3. Learned Counsel Mr. M.T.M. Hakim vehemently argued that the respondent-wife who was divorced before the applications for maintenance were filed had not preferred any revision or appeal which amounted to admission and acceptance of the fact that the daughter was illegitimate and the wife was, at the relevant time, living in adultery. He further submitted that the child born out of illicit relationship of the wife, while the petitioner was abroad, was not entitled to maintenance from the petitioner who was the husband for the time being but certainly not the father of the child. He submitted that the provisions of Section 125 of Cr.P.C. entitled even an illegitimate minor child to maintenance from a person provided the child was a legitimate or an illegitimate minor child of that person; but a person cannot be saddled with the liability to maintain a child of someone else. He, therefore, submitted that both the Lower Courts had committed serious error of law in awarding maintenance to the respondent No. 2. The learned Counsel relied upon judgment of the Orissa High Court in Smt. Ahalya Bariha @ Barihani v. Chhelia Padhan 1992 Cr. L.J. 493, wherein His Lordship Justice A. Pasayat (as His Lordship then was) observed that, where maintenance is claimed for an illegitimate child from an alleged father, it is not enough that defendant would have been the father, but the Court has to find out that in all reasonability no one else could have been the father. It is also observed that the right of the child, legitimate or illegitimate, under the Code is an individual right of the child in his or on her own right, independent of the mother. When a woman claims maintenance on behalf of a minor child out of wedlock against his alleged putative father, the onus is on her to show that the child could only have been born through the alleged father under the circumstances of an exclusive relationship.

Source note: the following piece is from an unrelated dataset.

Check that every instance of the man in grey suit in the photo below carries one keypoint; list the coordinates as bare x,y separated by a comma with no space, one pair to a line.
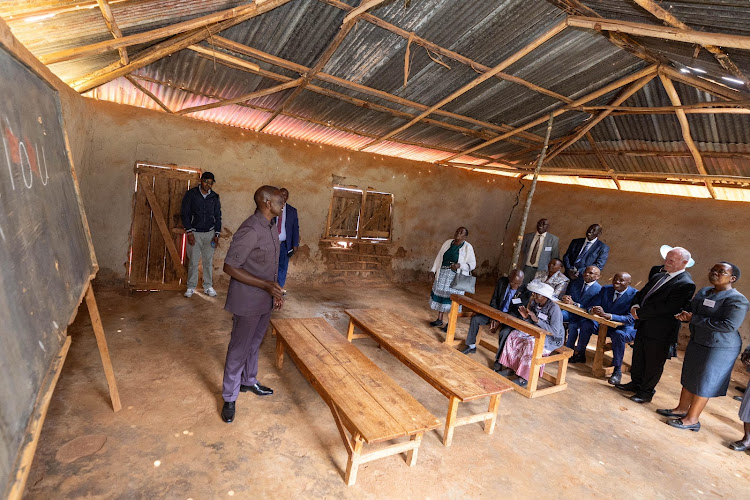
537,249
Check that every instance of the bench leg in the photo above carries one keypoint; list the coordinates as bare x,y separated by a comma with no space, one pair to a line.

4. In view of the above clear factual position of the child having been born during the period of wedlock but without the father having access to the wife at the relevant time, the daughter could not have, in the eye of law, even the status of an illegitimate child of the petitioner. Both the lower Courts apparently lost sight of the word 'his' occurring in Sub-clause (b) of Sub-section (1) of Section 125 of Cr.P.C. Therefore, an error of law apparent on the face of the record appears to have crept into the orders of both the lower Courts resulting into a unsustainable order which is required to be set aside. It is, however, also necessary to observe that, even in absence of any challenge to the findings of fact by the divorcee wife, the finding or the inference that the wife was 'living in adultery' may not be taken as approved or confirmed by this Court.

5. In the above facts and circumstances, with the above observations, the petition is allowed and the impugned order dated 30.1.1997 in Criminal Misc. Application No. 179 of 1994 of the learned J.M.F.C, Dabhoi and the order dated 12.9.1997 in Criminal Revision Application No. 31 of 1997 of the learned Additional Sessions Judge, Vadodara are set aside. Rule is made absolute with no order as to costs.

Learned Counsel Mr. M.T.M. Hakim fairly stated that the amounts already paid to the respondents shall not be recovered from them.